Despite what you may have heard, it is possible to represent yourself in Family Court, provided you are well-equipped to do so. This means being organized, doing your research, and being armed with all the information you can get your hands on before going to court. Here are some helpful tips for self-represented litigants in the Family Law Courts:
- Your spouse’s lawyer cannot give you legal advice. In some cases, your spouse’s lawyer may advise you about procedural steps to be taken, but be wary of any advice you receive directly or indirectly relating to the substantive issues of your case. Remember that your spouse’s lawyer is acting in your spouse’s best interest, and not yours.
- Communicate with your spouse’s lawyer in writing. You may wish to send a letter to your spouse’s lawyer stating that you will only communicate via written letter or email. This is the best way to avoid the miscommunications that can occur with verbal negotiations. Be sure to keep copies of all communications for your files.
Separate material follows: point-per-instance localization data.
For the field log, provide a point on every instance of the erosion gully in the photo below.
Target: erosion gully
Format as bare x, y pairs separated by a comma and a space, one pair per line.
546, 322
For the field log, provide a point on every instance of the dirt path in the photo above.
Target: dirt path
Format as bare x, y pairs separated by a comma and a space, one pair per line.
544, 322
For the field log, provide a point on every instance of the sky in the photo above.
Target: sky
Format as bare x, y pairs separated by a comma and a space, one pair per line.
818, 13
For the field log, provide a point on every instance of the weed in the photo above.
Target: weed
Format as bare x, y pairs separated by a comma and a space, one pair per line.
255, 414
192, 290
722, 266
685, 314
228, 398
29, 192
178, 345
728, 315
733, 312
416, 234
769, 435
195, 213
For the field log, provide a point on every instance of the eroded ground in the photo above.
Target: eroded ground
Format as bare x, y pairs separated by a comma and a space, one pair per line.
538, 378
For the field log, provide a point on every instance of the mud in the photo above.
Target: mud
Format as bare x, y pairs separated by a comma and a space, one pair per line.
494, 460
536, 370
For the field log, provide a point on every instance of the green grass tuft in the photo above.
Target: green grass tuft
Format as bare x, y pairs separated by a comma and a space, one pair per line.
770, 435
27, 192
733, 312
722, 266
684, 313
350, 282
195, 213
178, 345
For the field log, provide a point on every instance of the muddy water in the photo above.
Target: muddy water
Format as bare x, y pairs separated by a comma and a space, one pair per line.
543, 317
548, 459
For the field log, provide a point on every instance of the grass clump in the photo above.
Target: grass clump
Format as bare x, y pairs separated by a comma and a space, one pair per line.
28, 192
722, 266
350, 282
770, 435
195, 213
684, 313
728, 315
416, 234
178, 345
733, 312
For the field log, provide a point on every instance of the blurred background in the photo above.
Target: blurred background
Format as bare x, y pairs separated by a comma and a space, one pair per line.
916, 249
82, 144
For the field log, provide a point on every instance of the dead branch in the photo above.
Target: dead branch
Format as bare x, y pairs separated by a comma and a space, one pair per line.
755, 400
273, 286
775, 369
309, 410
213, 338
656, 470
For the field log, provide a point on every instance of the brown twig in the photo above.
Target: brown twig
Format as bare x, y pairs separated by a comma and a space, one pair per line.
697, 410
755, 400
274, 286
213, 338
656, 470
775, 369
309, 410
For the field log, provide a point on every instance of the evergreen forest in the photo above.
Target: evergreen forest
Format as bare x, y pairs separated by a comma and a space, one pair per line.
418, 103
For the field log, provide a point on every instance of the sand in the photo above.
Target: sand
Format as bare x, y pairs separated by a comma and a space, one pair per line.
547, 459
- Be professional and respectful. Maintaining a civil relationship with your spouse’s lawyer will help the process move more smoothly and quickly. Furthermore, your spouse’s lawyer is required by the Law Society’s Professional Rules of Conduct to treat you with respect. If you feel you are being treated unfairly or taken advantage of by your spouse’s lawyer, you may wish to consider contacting the Law Society to seek further guidance or file a complaint.
- Be organized. Find out how and when your documents must be filed. Confirm any tips you receive from your spouse’s lawyer about filing deadlines.
- Be aware of cost implications. If your spouse is successful in court, you may be ordered to pay a portion of your spouse’s legal costs. This can be quite significant depending on the complexity of your case. In some cases, self-represented litigants have been ordered to pay costs to represented litigants where his/her conduct has caused unnecessary delays, regardless of success.